We humans love to be attached, to be part of a group, to belong, to know where we are going. Ultimately that is because all of us want to be loved and appreciated and we are hurting when we're not. But if we can't have a loving appreciative relationship with ourselves, how can we expect to have that in a group?

Tuesday, March 2, 2010

vision or ideas

(image courtesey of xkcd.com)


Having a Vision and having Ideas are very different things. Going off on tangents (ideas) can be fun, possibly useful for brainstorming, but most of us would like to see some sort of result, or progress at least.


A Vision gives us the landscape, strategic planners love models or written plans as that way the Vision becomes matter. There's 2 sides to this coin. 


Naturally only having ideas doesn't lead to much. Over the years I have toughened up in that regard. Once upon a time when little Miryam was in ArtSchool having tons of fun for 5 years there was room for exploring and fluffing. The thing I regret about becoming older is that inherently it becomes more realistic and usually therefor less fun. Darn! But it shouldn't have to be. That's why it's important to keep the balance of having fun as well as knowing what you're really up against. Pink glasses are so yesterday.


So making the transition from ideas, to dream, to Vision, takes time, and both creativity and sensibility are needed. Just trying and seeing how it goes usually falters. Or the steam runs out if the Vision isn't strong enough (been there done that). Entrepreneurs or Artists that are most successful seem to possess the blend of several aspects that are necessary:


1. Talent: creativity
2. Vision: knows goals
3. Determination and conviction
4. Connector/net-worker: knows many people
5. Has financials in order
6. Web-savvy and use social media
7. Produce results


From what I can see online and observe in the real world; the ones that are "clued in" are savvy. They do their homework, take chances and go all the way. They stick their necks out, they pursue that which they believe in. Of course they have doubts about some aspects, as they are human, but generally they stick to their guns and ride the waves. They also are very good at building tribes (Seth Godin) which means they have a loyal fan-base and peers in their industry.
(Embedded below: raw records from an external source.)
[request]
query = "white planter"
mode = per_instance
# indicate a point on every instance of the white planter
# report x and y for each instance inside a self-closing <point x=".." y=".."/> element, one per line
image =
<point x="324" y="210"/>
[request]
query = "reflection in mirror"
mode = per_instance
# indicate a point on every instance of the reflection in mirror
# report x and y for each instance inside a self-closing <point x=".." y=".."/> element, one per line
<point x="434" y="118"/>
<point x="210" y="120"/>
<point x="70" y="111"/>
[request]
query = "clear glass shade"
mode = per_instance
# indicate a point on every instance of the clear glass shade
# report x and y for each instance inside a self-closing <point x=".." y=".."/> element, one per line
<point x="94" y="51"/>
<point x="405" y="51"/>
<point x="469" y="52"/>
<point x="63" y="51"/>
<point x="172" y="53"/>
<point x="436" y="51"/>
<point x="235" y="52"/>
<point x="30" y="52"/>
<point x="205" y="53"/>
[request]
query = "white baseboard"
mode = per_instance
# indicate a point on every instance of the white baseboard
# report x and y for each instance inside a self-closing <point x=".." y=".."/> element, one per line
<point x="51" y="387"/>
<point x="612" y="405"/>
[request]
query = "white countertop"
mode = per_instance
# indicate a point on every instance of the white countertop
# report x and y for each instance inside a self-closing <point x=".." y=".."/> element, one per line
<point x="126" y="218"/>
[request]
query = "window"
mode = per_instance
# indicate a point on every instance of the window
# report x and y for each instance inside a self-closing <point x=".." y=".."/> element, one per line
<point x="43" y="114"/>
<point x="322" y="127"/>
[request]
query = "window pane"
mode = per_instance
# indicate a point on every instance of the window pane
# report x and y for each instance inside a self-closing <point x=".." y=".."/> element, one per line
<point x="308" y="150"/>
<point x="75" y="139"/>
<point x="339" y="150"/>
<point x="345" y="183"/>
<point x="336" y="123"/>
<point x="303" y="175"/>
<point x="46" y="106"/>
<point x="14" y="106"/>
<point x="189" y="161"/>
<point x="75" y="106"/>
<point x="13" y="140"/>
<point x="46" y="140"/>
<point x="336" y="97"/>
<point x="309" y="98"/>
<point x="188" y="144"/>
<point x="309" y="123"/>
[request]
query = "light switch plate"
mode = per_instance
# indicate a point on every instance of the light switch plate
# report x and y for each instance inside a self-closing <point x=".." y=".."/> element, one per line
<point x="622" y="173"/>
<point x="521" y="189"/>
On this topic also read an excellent post by Roberto Verganti for Harvard here.


People that have done very well by following their Vision (imho):
Hugh Macleod: Gapingvoid art/wine/writing
Gary Vaynerchuk: wine 
Chris Guillebeau: writer and traveler
Boh Runga: NZ musician and jewellery designer
Lucy : TheDesignFiles: interior decor blog


The future consists of adapting to new media, but to keep continuing 'the story' as that is vital to building the personable brand. Business has become personal, with communication becoming intimate. This also means transparency, ethics and being genuine are on the top of the list.

Monday, March 1, 2010

Zen and work

With working every day there's always that thing about finding the precarious balance of ZEN and letsgo letsgo letsgo! Nico and I agreed we have to watch our input-output levels. The fuses get short at times when we do too much stuff in a day. This is of course entirely our own fault. Mad dutchy disease. We collapse in the evening to get up early again. Times when we had fluffy duck weekends are something out of books and we have some very vague memories of them. Naturally we don't understand people who get bored in their time off or who can lay about on their sofas falling asleep. What IS with that? Really.


Now the best fluffy time is crammed in the times we visit 2 week old calf Bella to bottle feed her and then watch her zoom around the paddock at top speed chasing the goats. It's a good thing Glen the dog has retired as Bella can easily do his work... she's a natural. To the dismay of the goat girls who are still wondering whether Bella is a dog, a funny smelling goat or an alien that's landed in their domain.


(this is when mum Kate was still watching too, now Bella's moved to the goatie pasture.)


our little girl is growing up. Kapow!


Still life is great on the prairie and we wouldn't want to miss it. Even with all the things we have to do to increase its appeal and workability.


And it's also good to share, with some friends who come help feeding and literally pitch their tents for the night.